Cela a d’ailleurs conduit à une nouvelle mode en chirurgie esthétique. Outre-Atlantique, un nombre croissant de jeunes femmes se font refaire le téton pour qu’il pointe en permanence, à l’image de ceux des mannequins Emily Ratajkowski, Bella Hadid ou Kendall Jenner. Une tendance qui selon le Figaro Madame n’a pas vraiment pris en France, car le téton n’est pas aussi valorisé qu’aux États-Unis.

Il existe une grande variété de tétons. Certains pointent en permanence, d’autres seulement quand sous l’effet d’un stimuli, certains sont rétro-versés, certaines aréoles sont grandes, d’autres se confondent avec le téton, certains sont bruns, d’autres plus clairs etc.

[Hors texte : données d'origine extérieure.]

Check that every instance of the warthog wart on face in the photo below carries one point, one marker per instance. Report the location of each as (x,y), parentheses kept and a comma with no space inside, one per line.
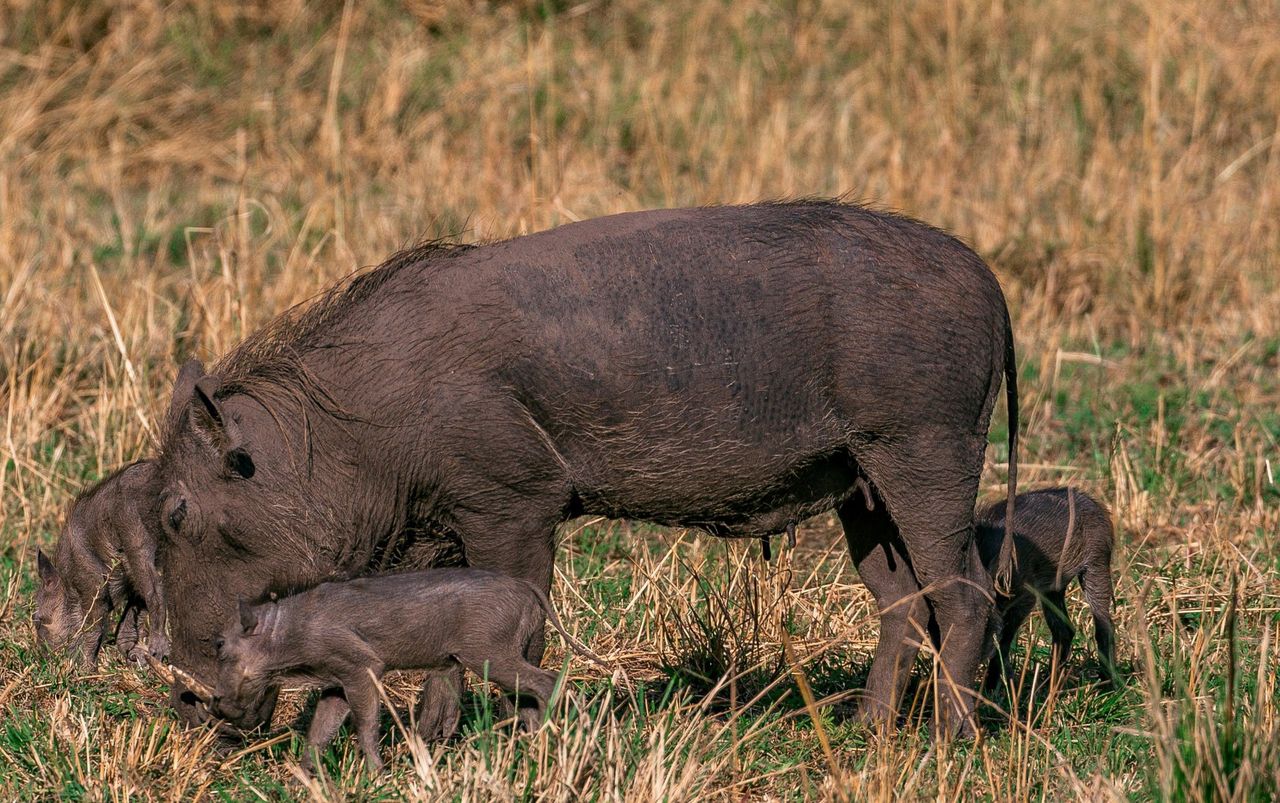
(734,369)
(1060,534)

Notre méconnaissance de cette partie de l’anatomie que femmes et hommes partagent est criante. “Les tétons sont l’emblème de la supposée disponibilité sexuelle des femmes. Les seins ont un rôle d’appâts, ils sont là pour attirer les regards mais ils sont ensuite totalement désinvestis, notamment dans la relation hétérosexuelle enfermée dans le script phallocentré de la pénétration. C’est très différent et bien plus gratifiant pour les lesbiennes”.

″Écartèlement des femmes entre libération et aliénation”

L’adoption plus large du no-bra n’étonne pas la philosophe féministe. “La dynamique de réappropriation par les femmes de leur corps date du début des années 2010 mais elle a été accentuée par le confinement. Les femmes ont alors expérimenté un rapport à leurs corps débarrassé des regards extérieurs, elles ont pu se libérer de bien des injonctions”

Mais comme le montre bien le sondage de l’Ifop, ce mouvement est révélateur des forces contraires qui agitent notre société. “Le mouvement ‘no bra’ témoigne d’un écartèlement des femmes entre libération et aliénation. Nous jouissons d’une liberté assez inédite relativement à ce que nous pouvons faire de nos corps mais, dans le même temps, nous subissons une forte pression sociale et endurons des normes sans cesse renouvelées”.